Variance Estimation in Heteroscedastic Regression
Motivation
Most linear regression models assume
$$y^{i} \approx \mathcal{N}(\theta^T x^{i}, \sigma^2)$$
The standard closed form for this, obtained via finding the MLE estimate, gives $(X^T X)^{-1} X^T Y$, where $X$ is the example matrix of shape $(m,n)$ and $Y$ is the label vector of shape $(n,1)$. Note that $m$ is the number of training examples and $n$ is the number of features.
However, the variance need not always be constant.
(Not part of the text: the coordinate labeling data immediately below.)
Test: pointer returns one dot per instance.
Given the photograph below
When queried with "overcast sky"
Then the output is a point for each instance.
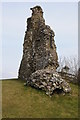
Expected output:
(61, 17)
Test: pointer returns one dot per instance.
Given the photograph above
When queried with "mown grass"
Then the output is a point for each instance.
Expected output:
(19, 101)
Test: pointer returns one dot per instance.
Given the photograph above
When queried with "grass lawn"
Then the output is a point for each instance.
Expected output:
(19, 101)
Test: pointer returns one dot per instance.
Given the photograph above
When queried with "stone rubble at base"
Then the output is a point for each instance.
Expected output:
(40, 59)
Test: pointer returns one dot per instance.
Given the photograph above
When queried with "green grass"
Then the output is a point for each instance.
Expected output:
(19, 101)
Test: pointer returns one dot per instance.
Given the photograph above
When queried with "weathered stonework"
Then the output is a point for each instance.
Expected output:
(40, 60)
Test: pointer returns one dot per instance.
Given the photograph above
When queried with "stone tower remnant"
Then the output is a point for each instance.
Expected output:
(40, 59)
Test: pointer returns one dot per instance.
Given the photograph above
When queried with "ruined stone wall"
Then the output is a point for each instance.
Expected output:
(39, 49)
(40, 60)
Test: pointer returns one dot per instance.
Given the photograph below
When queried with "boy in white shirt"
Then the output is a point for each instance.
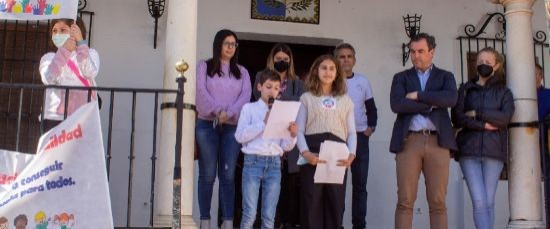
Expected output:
(262, 160)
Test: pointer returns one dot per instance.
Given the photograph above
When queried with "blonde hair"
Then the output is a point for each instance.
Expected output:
(280, 47)
(313, 84)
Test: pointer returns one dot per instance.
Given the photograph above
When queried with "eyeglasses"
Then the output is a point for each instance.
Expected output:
(232, 45)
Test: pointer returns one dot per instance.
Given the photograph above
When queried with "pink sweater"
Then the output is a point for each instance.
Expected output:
(216, 94)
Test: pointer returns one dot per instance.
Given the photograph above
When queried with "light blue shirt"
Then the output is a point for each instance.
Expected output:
(419, 122)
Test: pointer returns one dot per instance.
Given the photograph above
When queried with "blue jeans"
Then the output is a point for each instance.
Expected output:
(359, 175)
(218, 150)
(482, 176)
(264, 171)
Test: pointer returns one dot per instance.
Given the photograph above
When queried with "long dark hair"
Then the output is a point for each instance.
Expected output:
(69, 22)
(213, 65)
(313, 83)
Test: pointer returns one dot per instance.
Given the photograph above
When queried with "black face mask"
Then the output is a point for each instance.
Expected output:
(281, 66)
(484, 70)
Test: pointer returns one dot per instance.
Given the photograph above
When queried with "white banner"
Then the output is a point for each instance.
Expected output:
(38, 9)
(64, 185)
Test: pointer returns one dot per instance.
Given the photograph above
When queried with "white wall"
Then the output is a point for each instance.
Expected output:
(123, 35)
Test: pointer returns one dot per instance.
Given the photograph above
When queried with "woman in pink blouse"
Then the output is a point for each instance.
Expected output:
(223, 87)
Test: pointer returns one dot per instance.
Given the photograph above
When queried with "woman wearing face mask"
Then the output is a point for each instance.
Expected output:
(73, 64)
(484, 109)
(281, 60)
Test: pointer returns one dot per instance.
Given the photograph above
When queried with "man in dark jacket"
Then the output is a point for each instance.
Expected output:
(422, 133)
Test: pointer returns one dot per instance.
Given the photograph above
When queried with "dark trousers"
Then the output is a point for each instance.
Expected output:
(322, 204)
(359, 175)
(289, 200)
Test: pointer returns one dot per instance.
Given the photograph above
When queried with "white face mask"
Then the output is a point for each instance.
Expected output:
(59, 39)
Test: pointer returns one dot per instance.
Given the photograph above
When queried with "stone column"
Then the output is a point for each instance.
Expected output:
(524, 171)
(181, 42)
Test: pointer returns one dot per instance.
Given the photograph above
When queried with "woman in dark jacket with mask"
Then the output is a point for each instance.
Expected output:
(484, 109)
(281, 60)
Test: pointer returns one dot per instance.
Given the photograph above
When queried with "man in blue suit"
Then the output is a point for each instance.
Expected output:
(422, 133)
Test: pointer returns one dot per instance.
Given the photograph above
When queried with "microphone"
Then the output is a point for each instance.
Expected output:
(270, 102)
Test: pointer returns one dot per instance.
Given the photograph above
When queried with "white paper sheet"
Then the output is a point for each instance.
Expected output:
(330, 172)
(282, 113)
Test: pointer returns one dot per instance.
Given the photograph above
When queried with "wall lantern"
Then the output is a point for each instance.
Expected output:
(156, 9)
(412, 28)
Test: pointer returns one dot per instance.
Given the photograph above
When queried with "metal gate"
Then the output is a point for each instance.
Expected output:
(475, 39)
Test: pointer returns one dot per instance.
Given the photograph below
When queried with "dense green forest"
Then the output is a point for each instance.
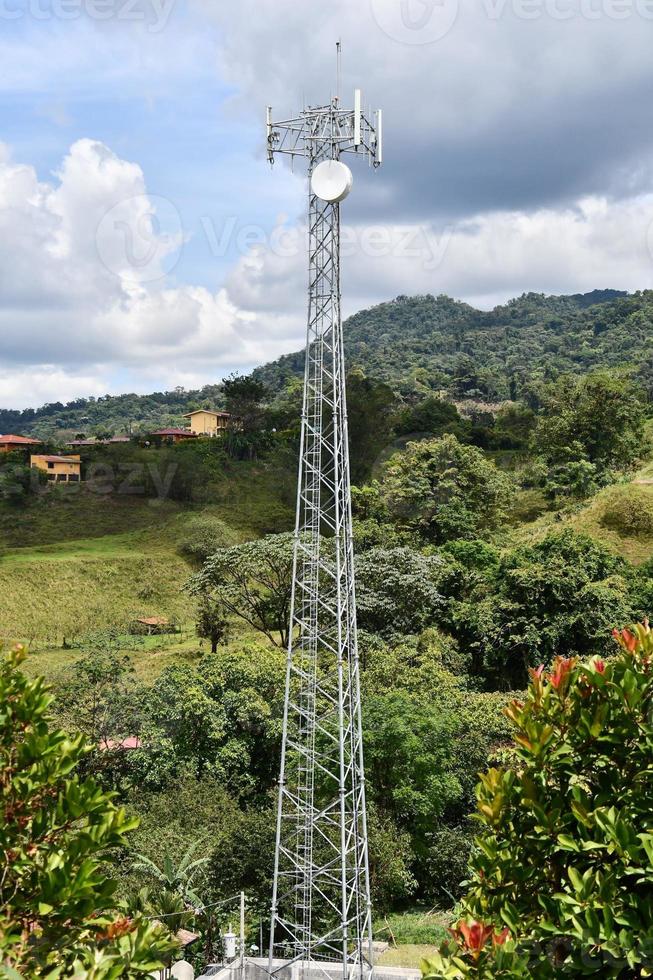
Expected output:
(418, 345)
(503, 523)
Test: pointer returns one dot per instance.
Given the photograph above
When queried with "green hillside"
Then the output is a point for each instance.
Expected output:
(426, 343)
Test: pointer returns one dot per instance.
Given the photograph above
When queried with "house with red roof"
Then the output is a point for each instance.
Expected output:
(9, 443)
(175, 435)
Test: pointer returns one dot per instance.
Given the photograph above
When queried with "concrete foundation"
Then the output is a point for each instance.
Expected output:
(256, 968)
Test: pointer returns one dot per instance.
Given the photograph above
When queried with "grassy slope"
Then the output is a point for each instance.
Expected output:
(75, 562)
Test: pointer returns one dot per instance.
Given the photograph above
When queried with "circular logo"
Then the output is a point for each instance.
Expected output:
(415, 21)
(140, 239)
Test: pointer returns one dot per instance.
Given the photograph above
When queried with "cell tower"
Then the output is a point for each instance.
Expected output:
(321, 907)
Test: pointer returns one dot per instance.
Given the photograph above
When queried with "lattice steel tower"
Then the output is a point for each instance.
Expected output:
(321, 896)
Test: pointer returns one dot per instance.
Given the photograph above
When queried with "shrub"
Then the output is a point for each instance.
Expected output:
(629, 511)
(204, 536)
(444, 490)
(59, 916)
(562, 881)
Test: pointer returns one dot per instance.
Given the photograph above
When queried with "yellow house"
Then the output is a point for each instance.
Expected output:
(60, 469)
(206, 423)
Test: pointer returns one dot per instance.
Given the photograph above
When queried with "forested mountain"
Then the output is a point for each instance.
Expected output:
(426, 343)
(418, 345)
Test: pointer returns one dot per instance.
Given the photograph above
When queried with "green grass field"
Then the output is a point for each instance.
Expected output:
(592, 517)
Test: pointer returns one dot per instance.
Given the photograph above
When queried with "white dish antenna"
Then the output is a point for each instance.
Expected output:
(331, 181)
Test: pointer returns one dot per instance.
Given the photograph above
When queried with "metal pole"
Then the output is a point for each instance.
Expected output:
(242, 934)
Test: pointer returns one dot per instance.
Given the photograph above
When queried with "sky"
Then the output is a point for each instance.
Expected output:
(146, 243)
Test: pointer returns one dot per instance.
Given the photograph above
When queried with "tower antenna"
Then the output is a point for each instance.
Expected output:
(338, 69)
(321, 910)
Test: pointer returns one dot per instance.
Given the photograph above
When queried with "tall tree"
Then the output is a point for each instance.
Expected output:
(445, 490)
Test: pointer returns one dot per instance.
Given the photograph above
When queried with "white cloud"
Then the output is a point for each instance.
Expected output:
(83, 283)
(88, 302)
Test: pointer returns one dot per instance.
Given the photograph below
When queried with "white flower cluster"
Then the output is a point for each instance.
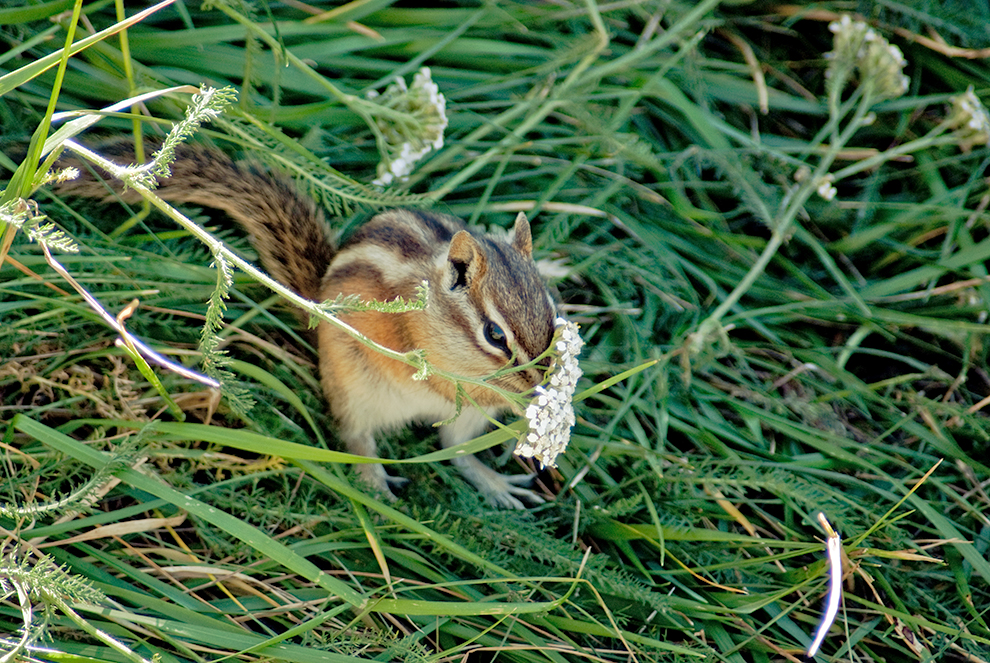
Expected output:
(403, 144)
(551, 413)
(858, 46)
(826, 189)
(969, 117)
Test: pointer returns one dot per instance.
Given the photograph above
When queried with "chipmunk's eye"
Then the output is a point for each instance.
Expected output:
(495, 336)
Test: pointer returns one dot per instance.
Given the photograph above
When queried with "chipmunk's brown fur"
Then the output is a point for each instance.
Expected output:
(487, 306)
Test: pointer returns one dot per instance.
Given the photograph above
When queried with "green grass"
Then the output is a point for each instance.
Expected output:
(798, 355)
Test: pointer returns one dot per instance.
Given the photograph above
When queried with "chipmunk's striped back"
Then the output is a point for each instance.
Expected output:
(488, 307)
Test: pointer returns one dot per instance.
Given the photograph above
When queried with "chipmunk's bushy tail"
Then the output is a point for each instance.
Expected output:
(286, 228)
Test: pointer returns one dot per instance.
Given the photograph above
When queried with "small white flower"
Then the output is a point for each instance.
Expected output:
(403, 144)
(857, 46)
(825, 188)
(551, 413)
(969, 117)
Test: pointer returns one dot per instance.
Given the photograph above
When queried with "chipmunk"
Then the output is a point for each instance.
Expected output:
(488, 305)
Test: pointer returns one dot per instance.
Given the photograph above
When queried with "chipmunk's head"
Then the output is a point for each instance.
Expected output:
(500, 309)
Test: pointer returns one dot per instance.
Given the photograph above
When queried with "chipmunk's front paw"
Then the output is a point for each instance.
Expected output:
(506, 493)
(501, 490)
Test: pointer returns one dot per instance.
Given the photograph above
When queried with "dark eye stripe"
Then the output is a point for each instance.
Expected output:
(495, 335)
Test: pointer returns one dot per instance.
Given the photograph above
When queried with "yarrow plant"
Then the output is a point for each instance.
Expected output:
(401, 143)
(969, 118)
(857, 46)
(551, 412)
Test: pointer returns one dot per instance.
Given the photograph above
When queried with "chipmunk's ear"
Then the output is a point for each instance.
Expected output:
(522, 240)
(466, 261)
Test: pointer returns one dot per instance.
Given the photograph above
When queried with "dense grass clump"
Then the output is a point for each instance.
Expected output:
(770, 222)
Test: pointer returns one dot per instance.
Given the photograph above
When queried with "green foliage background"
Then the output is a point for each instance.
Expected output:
(682, 522)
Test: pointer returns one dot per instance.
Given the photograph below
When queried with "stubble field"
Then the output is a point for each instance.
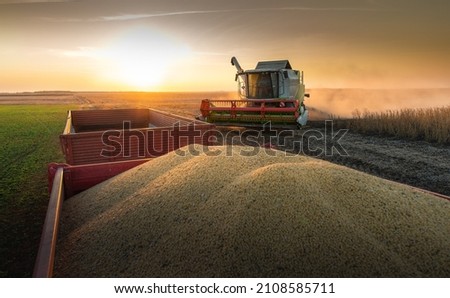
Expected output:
(30, 125)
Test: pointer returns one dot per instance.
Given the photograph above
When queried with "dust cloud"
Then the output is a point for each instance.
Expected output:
(343, 102)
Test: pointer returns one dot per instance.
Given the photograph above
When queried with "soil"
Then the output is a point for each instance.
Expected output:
(416, 163)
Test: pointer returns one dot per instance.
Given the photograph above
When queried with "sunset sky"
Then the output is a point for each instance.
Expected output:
(187, 45)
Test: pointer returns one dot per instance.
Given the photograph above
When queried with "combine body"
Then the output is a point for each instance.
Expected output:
(272, 92)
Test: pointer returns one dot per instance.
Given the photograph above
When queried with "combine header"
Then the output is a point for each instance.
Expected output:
(272, 92)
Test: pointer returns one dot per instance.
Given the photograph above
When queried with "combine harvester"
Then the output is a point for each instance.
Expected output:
(272, 92)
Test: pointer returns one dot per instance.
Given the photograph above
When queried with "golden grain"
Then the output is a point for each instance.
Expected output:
(260, 216)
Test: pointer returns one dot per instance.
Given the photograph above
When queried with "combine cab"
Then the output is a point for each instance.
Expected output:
(272, 92)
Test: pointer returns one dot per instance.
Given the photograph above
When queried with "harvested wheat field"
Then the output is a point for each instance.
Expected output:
(268, 215)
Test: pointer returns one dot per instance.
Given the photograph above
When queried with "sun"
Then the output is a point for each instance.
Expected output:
(142, 59)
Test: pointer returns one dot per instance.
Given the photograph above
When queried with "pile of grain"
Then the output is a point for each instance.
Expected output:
(260, 216)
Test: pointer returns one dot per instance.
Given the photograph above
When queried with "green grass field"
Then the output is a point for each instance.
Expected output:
(29, 137)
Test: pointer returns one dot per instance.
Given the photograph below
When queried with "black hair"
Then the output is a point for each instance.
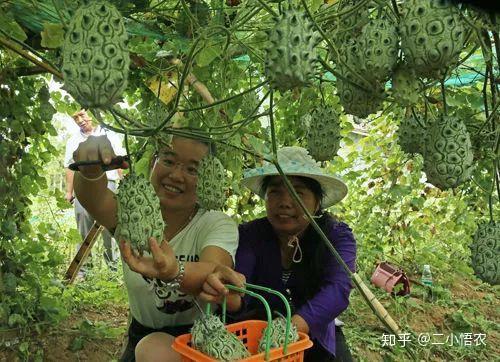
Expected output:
(310, 271)
(310, 183)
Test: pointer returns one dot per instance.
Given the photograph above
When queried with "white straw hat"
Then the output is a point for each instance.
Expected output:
(296, 161)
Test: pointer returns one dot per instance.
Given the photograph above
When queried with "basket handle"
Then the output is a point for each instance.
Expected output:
(268, 311)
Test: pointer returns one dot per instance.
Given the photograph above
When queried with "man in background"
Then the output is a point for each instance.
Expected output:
(83, 220)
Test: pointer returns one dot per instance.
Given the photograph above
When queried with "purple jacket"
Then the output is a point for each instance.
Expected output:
(259, 258)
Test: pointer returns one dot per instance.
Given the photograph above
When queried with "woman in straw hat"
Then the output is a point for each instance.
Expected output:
(282, 251)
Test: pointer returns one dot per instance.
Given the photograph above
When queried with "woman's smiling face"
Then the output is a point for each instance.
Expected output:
(175, 173)
(284, 214)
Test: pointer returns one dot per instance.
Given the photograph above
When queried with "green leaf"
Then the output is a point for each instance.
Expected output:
(315, 4)
(208, 55)
(52, 35)
(77, 344)
(9, 25)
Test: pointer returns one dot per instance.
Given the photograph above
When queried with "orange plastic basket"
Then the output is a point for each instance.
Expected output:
(249, 332)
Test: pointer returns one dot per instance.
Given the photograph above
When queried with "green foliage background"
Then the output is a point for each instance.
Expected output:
(393, 212)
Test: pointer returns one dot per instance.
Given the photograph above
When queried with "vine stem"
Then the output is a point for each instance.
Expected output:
(348, 11)
(268, 8)
(27, 48)
(185, 110)
(273, 129)
(443, 94)
(30, 57)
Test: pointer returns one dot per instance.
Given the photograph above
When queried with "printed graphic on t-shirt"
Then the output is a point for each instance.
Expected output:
(172, 301)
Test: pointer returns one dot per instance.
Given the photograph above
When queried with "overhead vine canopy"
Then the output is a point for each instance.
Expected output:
(260, 74)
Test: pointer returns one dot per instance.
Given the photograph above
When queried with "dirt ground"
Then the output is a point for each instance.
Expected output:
(58, 343)
(69, 342)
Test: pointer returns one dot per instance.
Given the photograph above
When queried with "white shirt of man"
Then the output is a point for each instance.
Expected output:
(80, 137)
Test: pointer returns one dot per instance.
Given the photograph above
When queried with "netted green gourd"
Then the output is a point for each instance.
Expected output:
(448, 153)
(323, 137)
(95, 55)
(432, 35)
(224, 346)
(211, 183)
(139, 213)
(405, 86)
(411, 134)
(359, 102)
(349, 25)
(199, 332)
(379, 49)
(291, 54)
(278, 333)
(485, 253)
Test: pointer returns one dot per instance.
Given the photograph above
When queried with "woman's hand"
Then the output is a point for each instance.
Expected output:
(162, 265)
(300, 323)
(95, 148)
(213, 289)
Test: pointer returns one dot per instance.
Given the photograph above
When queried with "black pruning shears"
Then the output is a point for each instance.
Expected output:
(116, 162)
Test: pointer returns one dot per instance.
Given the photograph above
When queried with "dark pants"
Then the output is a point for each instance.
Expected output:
(318, 354)
(137, 331)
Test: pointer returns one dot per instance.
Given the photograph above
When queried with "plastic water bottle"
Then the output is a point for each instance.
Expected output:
(427, 282)
(427, 276)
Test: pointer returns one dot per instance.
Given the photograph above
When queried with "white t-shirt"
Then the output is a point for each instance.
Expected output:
(80, 137)
(207, 228)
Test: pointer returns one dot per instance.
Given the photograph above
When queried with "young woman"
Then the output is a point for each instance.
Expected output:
(282, 251)
(195, 241)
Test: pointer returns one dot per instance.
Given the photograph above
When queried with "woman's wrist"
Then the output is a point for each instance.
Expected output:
(170, 273)
(91, 178)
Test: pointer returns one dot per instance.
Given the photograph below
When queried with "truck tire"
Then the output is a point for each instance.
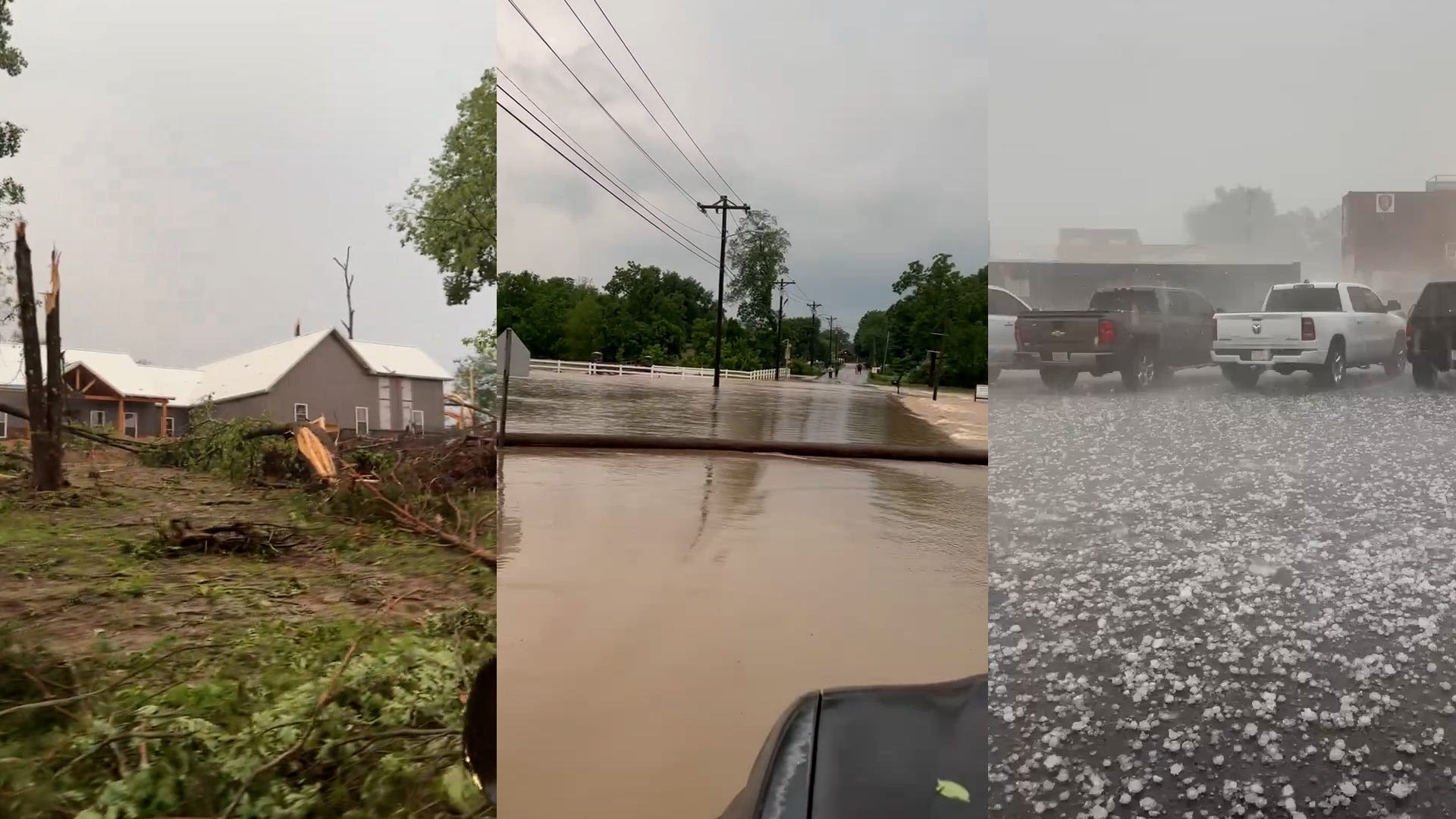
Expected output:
(1059, 379)
(1395, 365)
(1332, 372)
(1141, 371)
(1241, 376)
(1423, 372)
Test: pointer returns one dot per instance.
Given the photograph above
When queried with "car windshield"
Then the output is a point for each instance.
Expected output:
(1439, 299)
(1304, 300)
(1125, 300)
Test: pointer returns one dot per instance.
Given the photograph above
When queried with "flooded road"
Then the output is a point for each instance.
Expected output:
(666, 608)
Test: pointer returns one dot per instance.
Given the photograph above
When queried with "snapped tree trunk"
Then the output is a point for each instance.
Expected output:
(46, 447)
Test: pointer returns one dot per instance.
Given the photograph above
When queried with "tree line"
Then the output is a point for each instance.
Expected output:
(938, 308)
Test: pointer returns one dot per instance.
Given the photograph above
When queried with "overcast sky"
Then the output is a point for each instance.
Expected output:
(200, 164)
(1126, 112)
(861, 126)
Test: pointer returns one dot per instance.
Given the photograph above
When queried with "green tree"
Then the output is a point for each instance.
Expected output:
(758, 257)
(475, 372)
(870, 335)
(584, 330)
(538, 308)
(450, 216)
(12, 193)
(940, 309)
(651, 311)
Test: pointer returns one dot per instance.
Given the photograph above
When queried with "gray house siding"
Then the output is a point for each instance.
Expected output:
(15, 428)
(430, 398)
(332, 382)
(149, 416)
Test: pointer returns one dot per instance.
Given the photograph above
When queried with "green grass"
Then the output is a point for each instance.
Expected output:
(231, 656)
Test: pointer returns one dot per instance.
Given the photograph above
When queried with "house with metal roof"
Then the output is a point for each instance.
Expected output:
(359, 385)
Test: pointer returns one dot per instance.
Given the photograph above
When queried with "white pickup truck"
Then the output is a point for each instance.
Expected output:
(1321, 328)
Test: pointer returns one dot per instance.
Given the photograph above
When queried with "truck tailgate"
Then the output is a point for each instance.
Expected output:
(1256, 330)
(1062, 331)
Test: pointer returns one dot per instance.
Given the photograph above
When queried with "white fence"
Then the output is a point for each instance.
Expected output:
(592, 369)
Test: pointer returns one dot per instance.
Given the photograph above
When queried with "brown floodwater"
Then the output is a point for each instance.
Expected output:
(658, 611)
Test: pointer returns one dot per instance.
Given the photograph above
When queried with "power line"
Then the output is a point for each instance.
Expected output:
(622, 187)
(565, 136)
(664, 101)
(620, 127)
(714, 188)
(691, 248)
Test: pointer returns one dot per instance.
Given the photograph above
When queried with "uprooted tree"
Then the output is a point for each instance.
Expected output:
(44, 385)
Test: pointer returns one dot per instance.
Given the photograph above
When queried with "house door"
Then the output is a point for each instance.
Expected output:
(406, 403)
(386, 417)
Consider a model where the variance is varying linearly (or rather just increasing) with $x$: an example would be the House prices dataset
While there are feature transformations that would make this less heteroscedastic, this article focuses on learning the variance parameters, so along with our regression estimate, we can provide a variance estimate as well
The Model
We assume that the standard deviation (not variance) is a linear function of $x$
$$y^{i} \approx \mathcal{N}(\theta_m^T x^{i}, (\theta_v^T x^{i})^2)$$
The log-likelihood function is hence
$$\mathcal{LL}(\theta_m, \theta_v) = -\frac{m}{2} \log 2\pi - \sum_{i=1}^m \log \theta_v^T x^{i} - \frac{1}{2} \sum_{i=1}^m \frac{(y^{i} - \theta_m^T x^{i})^2}{(\theta_v^T x^{i})^2}$$
Differentiating with respect to $\theta_v$ gives us the gradient for $\theta_v$:
$$\frac{\partial \mathcal{LL}}{\partial \theta_v} = - \sum_{i=1}^m \frac{x^{i}}{\theta_v^T x^{i}} + \sum_{i=1}^m x^{i} \frac{(y^{i} - \theta_m^T x^{i})^2}{(\theta_v^T x^{i})^3}$$
Rearranging this gives us, in a matrix form,
$$\frac{\partial \mathcal{LL}}{\partial \theta_v}= X^T \left( \frac{E^2 - S^2}{S^3} \right)$$
Where $X$ is our example matrix, $E$ is the sum of squared error vector and $S$ is the standard deviation vector. This is a nice, concise form that we can use in our code. However, because of the $V$ term in the denominator, I couldn’t obtain a closed form for this, and had to do gradient descent on the parameters. Even getting into second derivative methods was getting a bit tedious. If you do find a closed form, let me know :)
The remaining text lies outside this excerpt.